While in Jerusalem we visited the Garden of Gethsemane. The olive trees at the Garden of Gethsemane are old — so old, in fact, that they may actually date back to the time of Jesus. The Garden of Gethsemane is the place where Judas betrayed Jesus with a kiss and where Peter cut off the right ear of Malchus, the slave of the high priest.



Our students also visited and prayed at the Church of All Nations which claims to be built atop the site where Jesus prayed on the night before His crucifixion. This was an emotional stop for many of our students, a reminder that while we were yet sinners Christ died for us.


Our visit to Bethlehem was a highlight. We visited the Shepherd’s Field and also walked to the top of the Herodium, Herod’s magnificent palace. From that high vantage point we could look down toward the humble place of Jesus’ birth. We visited the Church of the Nativity and sang O Holy Night at this place where tradition says Jesus was born.


Jericho is regarded as the oldest city on the planet. It’s also the place where walls came tumbling down as Joshua led the children of Israel into the Promised Land and where Jesus ate a meal at the home of a tax-collector named Zacchaeus. This remains a fascinating site rich in history. We had a great time exploring the ancient tel at this location.



Today, our students hiked to the waterfalls of Ein Gedi, stood atop Masada, and floated on the Dead Sea. They learned about the refreshing living water of Ein Gedi, the remarkable and heart-breaking story of the Jews who made a last stance against the Romans atop the fortress of Masada, and enjoyed floating on the Dead Sea.

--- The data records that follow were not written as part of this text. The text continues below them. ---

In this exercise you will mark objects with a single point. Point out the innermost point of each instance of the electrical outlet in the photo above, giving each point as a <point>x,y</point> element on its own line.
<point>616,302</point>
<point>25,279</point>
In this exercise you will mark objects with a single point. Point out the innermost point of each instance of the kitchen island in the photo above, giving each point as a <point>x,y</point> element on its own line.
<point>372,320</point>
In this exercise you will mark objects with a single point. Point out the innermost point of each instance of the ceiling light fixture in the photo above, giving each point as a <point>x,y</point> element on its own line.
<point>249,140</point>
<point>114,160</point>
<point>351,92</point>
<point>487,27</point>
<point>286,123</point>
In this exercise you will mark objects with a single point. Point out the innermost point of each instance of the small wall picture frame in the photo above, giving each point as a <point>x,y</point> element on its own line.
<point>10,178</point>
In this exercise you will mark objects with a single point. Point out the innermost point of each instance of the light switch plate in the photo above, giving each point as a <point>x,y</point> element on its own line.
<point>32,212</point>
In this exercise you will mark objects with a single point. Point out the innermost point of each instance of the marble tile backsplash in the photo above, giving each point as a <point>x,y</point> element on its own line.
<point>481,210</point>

Our adventure continues. So much more to see and do in this remarkable place. We are taking advantage of every moment to deepen our understanding of our worldview. My prayer is that, as a result of this pilgrimage, our students will be strengthened in their faith and will determine to live according to our biblical worldview.


Responses

  1. Praise God! Thank you for sharing your journey!
    My heart is filled with the Holy Spirit Sherril

  2. I was in Israel and Jordan about 3 weeks ago. I saw many of these same places. Most meaningful to me was Mt of Transfiguration. Thanks for sharing. I attended Kingsland 2010-12. I now live in Kansas City.

    • Thanks for sharing. A very special place, indeed.

  3. What a wonderful spiritual experience for the youth. The trip will be a lifelong memory for the kids. God bless them and the ministers. I am blessed that I have a grandson in the group.

    • The students have had an amazing experience 🙂

  4. My heart is overwhelmed with these pictures and comments. To think you have had the privilege of walking where our Savior walked and I am sure felt his presence. God is blessing you.

    • Amen. It has been a wonderful eye and heart opening experience for our students.

  5. It looks amazing! One of the lady’s from our church here, works at the Garden Tomb for a number of months every year! I wonder if your paths crossed!!!

    • Hi Helen,

      We will visit the Garden Tomb in the morning. I will look for your friend.

      Please give my regards to the family. We miss you all.

      Blessings,
      Omar ~

      • We miss you all too, very, very much.
        The lady’s name is Alison, she would be a more ‘seasoned’ lady!😁
        May God bless the rest of your time in Israel!!

      • Thanks. Will ask for her 🙂

      • I have messaged her too, to look out for you all!!

      • Thanks 🙂

  6. Praying for y’all! So glad you are with the group
    Omar!
    Shelley Lignitz

  7. Glorious experience for you and the students. Thanks for taking time to share your journey, along with photos.

    • You’re welcome. Thanks for reading about our adventure.